Posted: Sep 27, 2013 12:32 am
by GT2211
stevecook172001 wrote:
GT2211 wrote:
babel wrote:I think it's normally called a monetary multiplier and is very common in banking ever since the gold standard was abandoned. Since the new bank regulations have come into effect, I think the multiplier has been adjusted so that banks are legally required to hold more cash in reserve than before.
I'm not sure what you suppose can be a solution to the simple fact that there's not enough 'base' around to fund the entire economy?

edit: money multiplier. Dutch doesn't always translate well into English, it seems. http://en.wikipedia.org/wiki/Money_multiplier

There is no money multiplier.
Yes there is. Its mechanism has been laid out in detail here and it t is also thoroughly researched and understood.

See below:

http://en.wikipedia.org/wiki/Money_multiplier

Simply baldly stating you do not believe it to be true in the absence of any attempt to explain why borders, frankly, on the religious in tone and makes you sound like the kind of creationist who would be rightly mocked on a forum such as this. Refute the specifics of the argument, if you can. Otherwise, your blank denial will be rightly dismissed.

I'm pretty certain you are a troll...but the money multiplier view is logically implasuible under a regime that targets an interest rate like the fed funds rate.

Here is a paper I posted previously on the subject.
The role of reserves and money in macroeconomics has a long history. Simple textbook treatments of the money multiplier give the quantity of bank reserves a causal role in determining the quantity of money and bank lending and thus the transmission mechanism of monetary policy. This role results from the assumptions that reserve requirements generate a
direct and tight linkage between money and reserves and that the central bank controls the money supply by adjusting the quantity of reserves through open market operations. Using data from recent decades, we have demonstrated that this simple textbook link is implausible in the United States for a number of reasons. First, when money is measured as M2, only a small
portion of it is reservable and thus only a small portion is linked to the level of reserve balances the Fed provides through open market operations. Second, except for a brief period in the early 1980s, the Fed has traditionally aimed to control the federal funds rate rather than the quantity of reserves. Third, reserve balances are not identical to required reserves, and the federal funds rate is the interest rate in the market for all reserve balances, not just required reserves. Reserve balances are supplied elastically at the target funds rate. Finally, reservable liabilities fund only a small fraction of bank lending and the evidence suggests that they are not the marginal source of funding, either. All of these points are a reflection of the institutional structure of the U.S. banking system and suggest that the textbook role of money is not operative.

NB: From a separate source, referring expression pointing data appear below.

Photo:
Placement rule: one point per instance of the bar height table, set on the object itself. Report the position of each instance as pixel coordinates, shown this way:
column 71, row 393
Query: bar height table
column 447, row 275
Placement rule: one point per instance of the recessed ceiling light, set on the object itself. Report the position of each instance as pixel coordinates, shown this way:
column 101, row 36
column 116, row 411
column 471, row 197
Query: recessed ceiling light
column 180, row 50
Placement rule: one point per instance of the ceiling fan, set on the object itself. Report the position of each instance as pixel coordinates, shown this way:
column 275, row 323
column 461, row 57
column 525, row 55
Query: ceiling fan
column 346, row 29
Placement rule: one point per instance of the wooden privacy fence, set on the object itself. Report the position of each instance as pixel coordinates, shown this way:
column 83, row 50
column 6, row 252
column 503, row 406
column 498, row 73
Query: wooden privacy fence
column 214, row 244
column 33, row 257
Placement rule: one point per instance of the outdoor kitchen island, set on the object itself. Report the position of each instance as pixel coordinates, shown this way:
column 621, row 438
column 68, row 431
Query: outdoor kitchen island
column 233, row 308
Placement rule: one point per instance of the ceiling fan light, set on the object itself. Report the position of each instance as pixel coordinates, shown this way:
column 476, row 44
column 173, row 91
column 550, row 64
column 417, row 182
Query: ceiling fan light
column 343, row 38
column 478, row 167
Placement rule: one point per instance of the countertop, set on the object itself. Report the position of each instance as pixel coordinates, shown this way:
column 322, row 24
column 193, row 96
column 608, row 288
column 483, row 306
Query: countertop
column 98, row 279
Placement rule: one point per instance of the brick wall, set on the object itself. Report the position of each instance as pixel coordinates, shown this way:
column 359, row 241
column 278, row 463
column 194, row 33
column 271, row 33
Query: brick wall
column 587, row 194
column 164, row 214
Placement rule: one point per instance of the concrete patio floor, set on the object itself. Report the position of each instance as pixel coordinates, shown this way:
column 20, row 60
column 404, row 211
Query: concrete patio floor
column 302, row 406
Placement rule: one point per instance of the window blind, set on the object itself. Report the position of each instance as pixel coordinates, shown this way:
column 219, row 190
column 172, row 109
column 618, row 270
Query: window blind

While the institutional facts alone provide compelling support for our view, we also demonstrate empirically that the relationships implied by the money multiplier do not exist in the data for the most liquid and well-capitalized banks.Changes in reserves are unrelated to changes in lending, and open market operations do not have a direct impact on lending. We conclude that the textbook treatment of money in the transmission mechanism can be rejected. Specifically, our results indicate that bank loan supply does not respond to changes in monetary policy through a bank lending channel, no matter how we group the banks.